I've never been a "Saw" fanatic. The first one impressed me. Good plot, good anti-hero, good idea. The next couple sequels were like serial-killer-desensitizing tools - the gore managed to shock, not awe, and they filled in the backstory that was never really important to begin with. Then I stopped watching. John Kramer was dead, and so the creepy puppet retired to an unlit basement where it could ride its squeaky tricycle for the rest of its puppet life. But I knew better - not even the main character's death could cripple a cash cow like "Saw."
The movie wasn't horrible. Another apprentice carried out another "game" from Kramer's "Posthumous Kill Planner," this time involving a morally corrupt health insurance company. The first horrific puzzle of the film was actually pretty funny, as was the boiling lawyer scene.
But this film had some fundamental flaws that left me with really awkward unanswered questions. Who is this new guy who's setting up the games? Who are these blondes who can't act? How many abandoned, unguarded zoo complexes are there? Why are all the minorities dying? What mother lets her son pull the hydrofluoric acid switch? When did Jigsaw become the Perfect Health Nazi?
OK, so maybe I should have kept up with all of the sequels if I was going to review one. But even the creators of this movie knew there had been too many because about one-sixth of "Saw VI" was made up of flashbacks to the crappy sequels I missed, which made me happy I had missed them. Then, of course, I had to marvel at that 1980s horror movie mentality: killing off almost all of the nonwhite characters. Seriously, I think an Indian woman survived. But the contraption she was strapped to was spinning too fast to see clearly.
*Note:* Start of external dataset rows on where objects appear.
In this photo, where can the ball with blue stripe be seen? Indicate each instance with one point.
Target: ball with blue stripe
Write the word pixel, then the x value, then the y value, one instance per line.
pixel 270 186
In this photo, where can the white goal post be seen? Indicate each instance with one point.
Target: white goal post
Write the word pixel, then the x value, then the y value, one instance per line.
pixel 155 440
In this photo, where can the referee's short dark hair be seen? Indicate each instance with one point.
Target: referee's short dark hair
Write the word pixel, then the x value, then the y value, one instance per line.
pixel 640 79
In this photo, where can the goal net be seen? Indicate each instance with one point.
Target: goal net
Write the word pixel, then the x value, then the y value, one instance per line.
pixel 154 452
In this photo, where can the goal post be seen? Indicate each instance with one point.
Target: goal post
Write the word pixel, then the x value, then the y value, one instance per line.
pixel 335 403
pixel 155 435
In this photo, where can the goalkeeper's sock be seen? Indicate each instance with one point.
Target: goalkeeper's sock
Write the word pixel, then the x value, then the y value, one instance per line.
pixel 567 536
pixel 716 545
And when did Jigsaw start killing people who forgot to jog or ate too many hamburgers? He used to inspire people to live by forcing them to reach into a cage filled with poisonous spiders, to grab the key slowly degrading in acid that unlocked the box in the stomach of the angry bear attached to the flamethrowers roasting their spouse alive. Now he kills grandmothers who haven't taken their calcium pills this month. Oh, and he invents mazes to kill 90 percent of the participants and gives only one or two people the chance to survive. So much for knowing the value of life and inspiring the will to live that will get us through the tough times.
Also, this film lacks the intriguing twist that made us all pay $10 to watch "Saw" in the first place. During the early films, we watched people whom we might have wanted to survive try to escape their locked Iron Maidens that were strapped to a lowering conveyor belt that led to a tree shredder balanced on a bouncy ball over a room full of escaped death row convicts who got to live if they killed you. In this one, you don't really care if anyone dies because they're all crooked mortgage brokers, insurance-denying agents and lawyers. I was more worried about the audience in the theater laughing like hyenas when people playing "Ring Around the Rosie" got their brains blown out than I was about the main character's survival.